Everyone understands the concept of BAP. The goal in the draft is to take the most talented player remaining, regardless of what position he plays and how well off the team is at that position. Still, as Alfie (appropriately) commented yesterday, the BAP plan "assumes that all positions are created equal." They are not. As the NFL is designed now, there are premium positions that can change the game entirely in one fell swoop. If a team has a stud pass-rusher, an offense can't get into it's rhythm and will struggle to score points. If a team has a shutdown corner a la Champ Bailey or Darelle Revis a defense can affect the other team's passing game, and most importantly, if an offense has a spectacular quarterback, that can cover a lot of holes on a team.

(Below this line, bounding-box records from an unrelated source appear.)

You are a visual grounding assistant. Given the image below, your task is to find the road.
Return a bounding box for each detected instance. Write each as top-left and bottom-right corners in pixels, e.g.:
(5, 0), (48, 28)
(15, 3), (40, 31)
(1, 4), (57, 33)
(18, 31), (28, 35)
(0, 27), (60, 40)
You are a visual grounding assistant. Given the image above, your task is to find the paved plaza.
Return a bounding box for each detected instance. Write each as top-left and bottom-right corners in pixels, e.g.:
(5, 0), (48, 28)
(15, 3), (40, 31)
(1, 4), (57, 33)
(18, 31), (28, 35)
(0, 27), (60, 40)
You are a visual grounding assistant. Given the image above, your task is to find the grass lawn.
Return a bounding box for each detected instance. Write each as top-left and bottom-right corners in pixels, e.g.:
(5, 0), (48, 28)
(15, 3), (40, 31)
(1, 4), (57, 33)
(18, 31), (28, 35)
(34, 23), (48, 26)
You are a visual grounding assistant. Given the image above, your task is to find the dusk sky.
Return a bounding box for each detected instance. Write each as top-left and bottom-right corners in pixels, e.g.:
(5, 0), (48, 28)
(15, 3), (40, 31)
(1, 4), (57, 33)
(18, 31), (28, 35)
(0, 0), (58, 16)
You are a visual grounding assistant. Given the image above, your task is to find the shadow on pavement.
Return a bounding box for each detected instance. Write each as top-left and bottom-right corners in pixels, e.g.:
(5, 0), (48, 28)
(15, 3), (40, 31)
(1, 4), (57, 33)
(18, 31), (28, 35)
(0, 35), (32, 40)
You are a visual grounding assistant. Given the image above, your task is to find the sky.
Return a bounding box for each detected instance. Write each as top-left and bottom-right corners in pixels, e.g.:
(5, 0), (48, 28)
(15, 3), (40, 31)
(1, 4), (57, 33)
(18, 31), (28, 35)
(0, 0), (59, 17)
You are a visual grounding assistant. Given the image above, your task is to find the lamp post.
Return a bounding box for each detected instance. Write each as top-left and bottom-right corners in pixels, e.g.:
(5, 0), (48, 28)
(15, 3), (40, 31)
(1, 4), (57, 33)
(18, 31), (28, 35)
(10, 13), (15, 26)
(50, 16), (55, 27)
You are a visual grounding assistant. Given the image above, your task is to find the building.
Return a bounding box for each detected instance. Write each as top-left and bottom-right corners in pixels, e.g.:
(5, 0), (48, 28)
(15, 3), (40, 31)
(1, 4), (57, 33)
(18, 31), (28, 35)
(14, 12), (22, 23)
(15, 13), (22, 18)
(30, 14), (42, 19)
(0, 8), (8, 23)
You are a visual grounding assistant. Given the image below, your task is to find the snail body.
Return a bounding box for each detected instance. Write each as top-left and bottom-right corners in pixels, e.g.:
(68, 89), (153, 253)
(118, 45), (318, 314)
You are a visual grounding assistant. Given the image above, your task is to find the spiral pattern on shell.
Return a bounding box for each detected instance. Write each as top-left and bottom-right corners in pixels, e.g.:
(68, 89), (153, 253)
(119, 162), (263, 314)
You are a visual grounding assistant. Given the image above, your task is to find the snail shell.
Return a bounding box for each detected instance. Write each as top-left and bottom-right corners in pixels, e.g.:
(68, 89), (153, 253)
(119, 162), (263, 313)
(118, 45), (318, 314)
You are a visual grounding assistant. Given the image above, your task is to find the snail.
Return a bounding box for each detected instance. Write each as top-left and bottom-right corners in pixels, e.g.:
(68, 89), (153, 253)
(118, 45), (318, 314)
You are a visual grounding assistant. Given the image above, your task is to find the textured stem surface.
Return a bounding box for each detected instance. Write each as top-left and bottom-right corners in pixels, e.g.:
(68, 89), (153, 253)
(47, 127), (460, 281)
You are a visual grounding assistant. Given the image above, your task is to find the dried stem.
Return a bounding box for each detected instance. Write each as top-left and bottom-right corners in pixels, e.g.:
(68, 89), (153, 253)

Think about it: both super bowl teams had problems this year. The Steelers' offensive line was 32nd in the league. They had the least talent up front, but Big Ben's strength and poise helped them make it to the super bowl. The Packers lost four of their best skill players early in the season and struggled to have any kind of running game all season. Still, Aaron Rodgers led them to a super bowl.

So how important is it to have a great QB? Is it important enough to overpower the BAP philosophy? How much do you weight the quarterback position in terms of draft location? These are the questions the Jaguars and Gene Smith will have to consider over the next two months. Christian Ponder showed that his arm is healthy by throwing well at the Combine. Ryan Mallett and Jake Locker both impressed with their mechanics and arm strength. The QB crop is moving up draft boards all around the league. We could have as many as 6 QB's (Cam Newton, Blaine Gabbert, Mallet, Locker, Ponder, Colin Kaepernick(?) ) deemed worthy of a first round pick in this upcoming draft. At least four more players are assumed to be worth mid-round picks, including Andy Dalton, who started a buzz around the site as early as January.


Probably when the Jaguars pick in the draft, a QB will not technically be the BAP at #16, or likely at number #49. Will the Jaguars ignore the potential of the QB's in this draft or will they value the quarterback enough to bump some young QB up their board to be taken early in the draft? That's the type of question we as fans will be asking ourselves for the next two months.